Why would so many people opt for an ARM when it's so dangerous? Most likely, they just don't understand the risks.

First, people assume they'll be able to refinance into a fixed rate mortgage when rates rise. This is like assuming you will be able to buy flood insurance as the Tsunami rolls past. It just won't work. If you wait to refinance until then, you'll only be able to refinance at the new prevailing, higher rates.

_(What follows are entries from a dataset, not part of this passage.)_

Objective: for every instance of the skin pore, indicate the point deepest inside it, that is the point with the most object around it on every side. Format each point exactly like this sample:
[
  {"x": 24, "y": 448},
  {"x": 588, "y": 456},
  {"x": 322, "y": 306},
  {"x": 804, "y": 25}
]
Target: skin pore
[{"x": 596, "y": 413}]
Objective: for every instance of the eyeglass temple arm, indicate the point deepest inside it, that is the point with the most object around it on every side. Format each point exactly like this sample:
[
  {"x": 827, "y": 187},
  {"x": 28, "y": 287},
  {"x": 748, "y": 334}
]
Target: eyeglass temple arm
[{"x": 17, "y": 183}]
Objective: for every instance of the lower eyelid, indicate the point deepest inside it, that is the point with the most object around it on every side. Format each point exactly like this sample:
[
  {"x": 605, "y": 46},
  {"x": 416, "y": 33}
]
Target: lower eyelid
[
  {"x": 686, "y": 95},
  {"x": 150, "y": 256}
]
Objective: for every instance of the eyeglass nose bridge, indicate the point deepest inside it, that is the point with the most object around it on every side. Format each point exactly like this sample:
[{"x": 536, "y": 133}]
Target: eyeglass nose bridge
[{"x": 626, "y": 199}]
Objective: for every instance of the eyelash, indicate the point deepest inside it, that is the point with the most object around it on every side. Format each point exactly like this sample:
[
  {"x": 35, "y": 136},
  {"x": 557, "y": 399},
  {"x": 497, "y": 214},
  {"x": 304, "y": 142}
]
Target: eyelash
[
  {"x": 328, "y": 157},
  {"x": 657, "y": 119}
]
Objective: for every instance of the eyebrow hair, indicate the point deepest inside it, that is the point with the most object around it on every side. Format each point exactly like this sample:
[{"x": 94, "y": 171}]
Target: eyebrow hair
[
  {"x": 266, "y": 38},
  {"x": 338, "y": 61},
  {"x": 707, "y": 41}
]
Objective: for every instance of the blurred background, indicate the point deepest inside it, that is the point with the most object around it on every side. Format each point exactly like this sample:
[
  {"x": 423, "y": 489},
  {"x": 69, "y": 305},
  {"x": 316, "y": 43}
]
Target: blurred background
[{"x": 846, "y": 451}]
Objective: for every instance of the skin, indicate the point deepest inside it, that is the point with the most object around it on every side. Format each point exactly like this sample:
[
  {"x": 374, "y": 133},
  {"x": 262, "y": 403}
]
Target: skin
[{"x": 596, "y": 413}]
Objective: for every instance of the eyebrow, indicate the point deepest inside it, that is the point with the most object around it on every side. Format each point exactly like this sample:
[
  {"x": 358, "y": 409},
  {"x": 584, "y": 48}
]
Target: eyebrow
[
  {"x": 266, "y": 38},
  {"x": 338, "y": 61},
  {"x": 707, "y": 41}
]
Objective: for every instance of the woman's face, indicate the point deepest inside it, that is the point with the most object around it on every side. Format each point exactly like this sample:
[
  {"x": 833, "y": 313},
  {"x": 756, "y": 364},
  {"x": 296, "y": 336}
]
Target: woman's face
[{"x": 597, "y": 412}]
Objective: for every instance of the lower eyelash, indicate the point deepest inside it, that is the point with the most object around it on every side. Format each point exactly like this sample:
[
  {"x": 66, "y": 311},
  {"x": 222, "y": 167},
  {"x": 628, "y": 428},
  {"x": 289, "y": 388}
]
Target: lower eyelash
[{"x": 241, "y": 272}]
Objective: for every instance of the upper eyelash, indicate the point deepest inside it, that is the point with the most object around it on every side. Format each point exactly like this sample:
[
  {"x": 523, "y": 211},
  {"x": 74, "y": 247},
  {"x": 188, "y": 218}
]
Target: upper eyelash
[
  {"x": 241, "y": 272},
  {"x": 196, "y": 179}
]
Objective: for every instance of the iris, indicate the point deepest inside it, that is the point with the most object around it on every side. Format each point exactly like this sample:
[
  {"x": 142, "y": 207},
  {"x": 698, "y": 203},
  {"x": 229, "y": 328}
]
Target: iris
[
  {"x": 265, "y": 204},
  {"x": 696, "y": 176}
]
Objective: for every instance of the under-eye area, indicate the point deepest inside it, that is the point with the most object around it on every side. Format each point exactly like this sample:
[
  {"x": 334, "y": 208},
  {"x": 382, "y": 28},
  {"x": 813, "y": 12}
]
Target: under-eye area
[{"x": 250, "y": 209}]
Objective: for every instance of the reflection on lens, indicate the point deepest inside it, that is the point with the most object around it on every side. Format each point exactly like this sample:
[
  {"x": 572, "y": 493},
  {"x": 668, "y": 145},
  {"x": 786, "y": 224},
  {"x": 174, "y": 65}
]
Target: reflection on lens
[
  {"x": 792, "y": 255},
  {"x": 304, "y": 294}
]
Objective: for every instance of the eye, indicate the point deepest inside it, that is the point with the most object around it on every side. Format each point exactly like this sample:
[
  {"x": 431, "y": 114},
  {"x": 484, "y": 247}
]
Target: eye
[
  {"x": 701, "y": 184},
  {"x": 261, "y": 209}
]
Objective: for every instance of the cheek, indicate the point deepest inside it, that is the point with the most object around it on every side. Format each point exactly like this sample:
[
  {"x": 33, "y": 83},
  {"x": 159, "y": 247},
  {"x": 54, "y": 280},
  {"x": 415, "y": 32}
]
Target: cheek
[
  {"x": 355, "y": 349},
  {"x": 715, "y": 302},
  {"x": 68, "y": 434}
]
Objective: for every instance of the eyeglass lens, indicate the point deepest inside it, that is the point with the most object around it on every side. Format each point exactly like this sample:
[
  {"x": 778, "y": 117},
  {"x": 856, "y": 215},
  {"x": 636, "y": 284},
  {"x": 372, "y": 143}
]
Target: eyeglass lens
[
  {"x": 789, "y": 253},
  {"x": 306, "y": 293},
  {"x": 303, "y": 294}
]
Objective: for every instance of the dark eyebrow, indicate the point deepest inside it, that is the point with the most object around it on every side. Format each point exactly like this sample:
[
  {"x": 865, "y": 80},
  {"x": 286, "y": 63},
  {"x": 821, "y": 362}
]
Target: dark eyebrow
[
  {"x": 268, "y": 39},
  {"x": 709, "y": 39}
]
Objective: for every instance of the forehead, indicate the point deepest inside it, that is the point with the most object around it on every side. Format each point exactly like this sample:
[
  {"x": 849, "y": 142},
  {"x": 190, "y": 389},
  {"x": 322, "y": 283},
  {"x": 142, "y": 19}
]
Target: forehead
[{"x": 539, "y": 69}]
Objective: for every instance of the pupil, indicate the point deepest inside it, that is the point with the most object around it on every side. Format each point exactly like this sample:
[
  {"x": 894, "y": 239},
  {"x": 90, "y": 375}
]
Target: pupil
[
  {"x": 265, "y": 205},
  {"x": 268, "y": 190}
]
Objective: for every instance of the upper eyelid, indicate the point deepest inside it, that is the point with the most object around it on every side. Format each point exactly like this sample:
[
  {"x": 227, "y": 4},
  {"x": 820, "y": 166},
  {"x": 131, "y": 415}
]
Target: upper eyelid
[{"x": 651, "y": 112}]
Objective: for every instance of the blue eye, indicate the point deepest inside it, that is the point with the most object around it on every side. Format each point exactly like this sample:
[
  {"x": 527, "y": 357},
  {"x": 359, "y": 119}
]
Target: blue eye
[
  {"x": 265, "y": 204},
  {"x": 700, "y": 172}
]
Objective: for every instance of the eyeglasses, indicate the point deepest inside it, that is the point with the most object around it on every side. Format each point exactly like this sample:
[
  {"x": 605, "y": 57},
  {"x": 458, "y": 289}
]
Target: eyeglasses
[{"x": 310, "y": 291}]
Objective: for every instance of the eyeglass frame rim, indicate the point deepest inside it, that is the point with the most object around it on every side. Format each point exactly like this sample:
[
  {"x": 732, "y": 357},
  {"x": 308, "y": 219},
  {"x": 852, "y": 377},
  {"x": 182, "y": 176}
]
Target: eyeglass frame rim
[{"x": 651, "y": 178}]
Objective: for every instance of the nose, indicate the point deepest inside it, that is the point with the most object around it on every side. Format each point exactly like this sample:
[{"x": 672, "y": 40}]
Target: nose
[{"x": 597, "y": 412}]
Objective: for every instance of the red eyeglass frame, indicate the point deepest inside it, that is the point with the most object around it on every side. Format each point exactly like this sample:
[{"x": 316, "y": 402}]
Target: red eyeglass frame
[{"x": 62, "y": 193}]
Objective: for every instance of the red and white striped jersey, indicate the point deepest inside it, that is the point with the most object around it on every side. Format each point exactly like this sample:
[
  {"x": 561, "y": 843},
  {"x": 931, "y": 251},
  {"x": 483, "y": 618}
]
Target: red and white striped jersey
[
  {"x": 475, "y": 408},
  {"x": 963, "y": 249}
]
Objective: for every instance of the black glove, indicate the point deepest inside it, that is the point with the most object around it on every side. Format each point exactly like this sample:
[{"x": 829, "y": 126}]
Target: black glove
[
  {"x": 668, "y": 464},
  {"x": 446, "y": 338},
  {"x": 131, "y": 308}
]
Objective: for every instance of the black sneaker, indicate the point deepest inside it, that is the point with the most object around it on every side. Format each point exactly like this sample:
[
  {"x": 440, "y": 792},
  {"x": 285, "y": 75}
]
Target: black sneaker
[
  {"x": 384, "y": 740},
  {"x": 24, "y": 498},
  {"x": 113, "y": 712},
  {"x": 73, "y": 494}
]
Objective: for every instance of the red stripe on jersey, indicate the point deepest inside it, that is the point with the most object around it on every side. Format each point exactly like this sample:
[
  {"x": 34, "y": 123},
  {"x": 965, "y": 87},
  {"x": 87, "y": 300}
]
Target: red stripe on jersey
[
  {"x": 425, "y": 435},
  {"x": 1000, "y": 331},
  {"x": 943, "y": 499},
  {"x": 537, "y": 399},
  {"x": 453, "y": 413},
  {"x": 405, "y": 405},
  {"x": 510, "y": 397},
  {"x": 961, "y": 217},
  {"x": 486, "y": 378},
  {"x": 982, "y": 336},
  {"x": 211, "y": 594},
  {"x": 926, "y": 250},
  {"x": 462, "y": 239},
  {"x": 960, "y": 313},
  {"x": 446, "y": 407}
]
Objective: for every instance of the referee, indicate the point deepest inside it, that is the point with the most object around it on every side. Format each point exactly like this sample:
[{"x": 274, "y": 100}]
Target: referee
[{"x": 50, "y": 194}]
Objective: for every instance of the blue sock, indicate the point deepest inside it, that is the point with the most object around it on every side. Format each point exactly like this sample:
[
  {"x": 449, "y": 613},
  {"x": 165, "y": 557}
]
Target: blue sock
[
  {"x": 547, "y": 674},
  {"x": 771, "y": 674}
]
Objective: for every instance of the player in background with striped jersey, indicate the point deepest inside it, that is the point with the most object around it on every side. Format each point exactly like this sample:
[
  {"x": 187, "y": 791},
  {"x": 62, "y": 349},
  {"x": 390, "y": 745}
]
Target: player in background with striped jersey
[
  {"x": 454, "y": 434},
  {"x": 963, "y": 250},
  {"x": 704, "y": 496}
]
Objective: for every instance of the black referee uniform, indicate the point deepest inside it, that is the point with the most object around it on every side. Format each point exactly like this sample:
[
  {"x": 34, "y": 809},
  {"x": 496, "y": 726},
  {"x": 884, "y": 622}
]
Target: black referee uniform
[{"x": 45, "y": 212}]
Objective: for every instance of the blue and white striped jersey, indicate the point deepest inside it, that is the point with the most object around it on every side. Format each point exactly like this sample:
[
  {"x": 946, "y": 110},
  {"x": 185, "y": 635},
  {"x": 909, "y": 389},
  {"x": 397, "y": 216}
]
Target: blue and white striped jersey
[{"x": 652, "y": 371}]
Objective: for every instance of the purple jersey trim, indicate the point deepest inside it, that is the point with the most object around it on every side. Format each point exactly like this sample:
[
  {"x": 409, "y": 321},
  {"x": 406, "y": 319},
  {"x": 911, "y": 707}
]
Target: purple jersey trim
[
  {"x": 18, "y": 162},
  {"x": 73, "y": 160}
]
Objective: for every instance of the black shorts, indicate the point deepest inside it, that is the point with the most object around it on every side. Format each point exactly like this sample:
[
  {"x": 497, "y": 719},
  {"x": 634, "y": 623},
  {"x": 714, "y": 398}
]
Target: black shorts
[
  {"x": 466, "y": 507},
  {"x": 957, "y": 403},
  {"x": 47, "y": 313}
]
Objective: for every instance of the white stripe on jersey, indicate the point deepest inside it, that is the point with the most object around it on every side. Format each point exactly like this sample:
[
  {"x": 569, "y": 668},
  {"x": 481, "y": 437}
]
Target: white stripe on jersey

Second, many don't remember a time when rates were rising, because it hasn't happened for nearly two score years. Back in the 1980s, mortgage rates jumped as high as 18 percent. That's right. Eighteen.

Try refinancing into that.

It's doubtful we are heading back that high, and many ARMs have rate caps that prevent them from going above, say, 12 percent. But even just a doubling of most people's payments (and even over a staggered period of years as most ARMs provide) would still overwhelm most homeowners.

Another misconception is that the risk of an ARM can be handled by simply selling the home. Well, imagine trying to sell your home at the same time as all the others who have ARMs. Or picture having to unload it in a fire sale under the pressure of a rising mortgage payment. You get the idea.

The sad truth is that most people are in ARM's because they couldn't afford the house with a fixed rate mortgage in the first place.

They are unlikely to afford it once rates start rising.

This article is intended to provide general information and should not be considered legal, tax or financial advice. It's always a good idea to consult a legal, tax or financial advisor for specific information on how certain laws apply to you and about your individual financial situation. All investment involves risk of loss. No one should invest in any financial security or take out any loan without reading the full documents and seeking professional, personalized advice, if required.